Rakoff blasted the SEC for the settlement, which did not require the bank to admit or deny any wrongdoing. He said the dollar amount “shortchanged” investors wronged by the bank, and the deal was “neither fair, nor reasonable, nor adequate, nor in the public interest.”

“By the SEC’s own account, Citigroup is a recidivist, and yet, in terms of deterrence, the $95 million civil penalty that the consent judgment proposes is pocket change to any entity as large as Citigroup,” Rakoff writes.

The decision upended a long-standing tradition of courts generally rubber-stamping settlements that regulators strike with those they oversee; the SEC argued it was a poor use of limited resources to push banks to either admit guilt or fight it out in court.

Rakoff’s became a focal point in the debate over whether the financial sector has been appropriately held accountable for its role in the financial crisis.

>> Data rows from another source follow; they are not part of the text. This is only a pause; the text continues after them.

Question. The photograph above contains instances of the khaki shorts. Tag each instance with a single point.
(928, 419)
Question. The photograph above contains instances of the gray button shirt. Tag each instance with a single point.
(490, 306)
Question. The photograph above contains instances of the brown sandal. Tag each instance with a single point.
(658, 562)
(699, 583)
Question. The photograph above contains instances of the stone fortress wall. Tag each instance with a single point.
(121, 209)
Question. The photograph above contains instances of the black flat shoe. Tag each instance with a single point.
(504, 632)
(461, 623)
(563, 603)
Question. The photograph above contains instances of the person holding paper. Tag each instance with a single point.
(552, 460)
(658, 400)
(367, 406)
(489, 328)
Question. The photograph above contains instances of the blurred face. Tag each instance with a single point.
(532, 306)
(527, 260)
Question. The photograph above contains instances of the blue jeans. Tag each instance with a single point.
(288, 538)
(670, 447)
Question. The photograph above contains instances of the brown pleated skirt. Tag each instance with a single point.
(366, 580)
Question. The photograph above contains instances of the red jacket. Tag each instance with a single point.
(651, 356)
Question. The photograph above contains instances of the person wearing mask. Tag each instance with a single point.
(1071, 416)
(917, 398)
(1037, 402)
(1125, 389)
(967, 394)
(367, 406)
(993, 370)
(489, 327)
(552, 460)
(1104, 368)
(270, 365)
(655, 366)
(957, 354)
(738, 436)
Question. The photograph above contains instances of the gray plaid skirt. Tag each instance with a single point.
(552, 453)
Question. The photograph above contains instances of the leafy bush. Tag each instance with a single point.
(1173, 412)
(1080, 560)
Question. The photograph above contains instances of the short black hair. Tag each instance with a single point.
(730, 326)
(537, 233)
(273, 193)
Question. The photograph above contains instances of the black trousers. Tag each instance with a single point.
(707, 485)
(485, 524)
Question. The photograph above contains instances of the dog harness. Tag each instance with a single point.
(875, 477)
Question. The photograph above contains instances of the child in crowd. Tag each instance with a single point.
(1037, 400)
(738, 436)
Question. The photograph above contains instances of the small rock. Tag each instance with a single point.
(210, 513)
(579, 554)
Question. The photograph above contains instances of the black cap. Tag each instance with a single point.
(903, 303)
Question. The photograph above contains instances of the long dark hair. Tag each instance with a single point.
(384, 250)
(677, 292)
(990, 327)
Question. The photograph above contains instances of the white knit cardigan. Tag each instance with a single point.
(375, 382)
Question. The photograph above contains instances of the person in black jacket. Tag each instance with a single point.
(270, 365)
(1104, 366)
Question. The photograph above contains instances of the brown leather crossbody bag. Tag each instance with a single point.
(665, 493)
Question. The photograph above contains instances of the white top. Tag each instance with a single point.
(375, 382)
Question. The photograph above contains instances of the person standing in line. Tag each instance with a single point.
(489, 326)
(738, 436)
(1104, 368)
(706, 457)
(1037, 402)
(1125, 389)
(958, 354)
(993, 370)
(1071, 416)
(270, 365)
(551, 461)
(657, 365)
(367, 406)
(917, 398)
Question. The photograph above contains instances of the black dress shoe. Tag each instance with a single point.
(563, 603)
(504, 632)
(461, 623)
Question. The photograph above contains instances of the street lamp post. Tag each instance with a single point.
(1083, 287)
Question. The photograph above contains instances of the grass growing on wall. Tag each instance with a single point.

The contentious decision attracted the attention of lawmakers in Washington, who began pushing for a tougher stance from regulators. When she took over the agency, Chairwoman Mary Jo White said she would revisit the policy and push for culpability in serious civil cases.

Tuesday’s ruling said that an admission of liability should not be a condition for a judge signing off on a settlement. Rather, the court said the decision to require an admission of wrongdoing “rests squarely” with the SEC.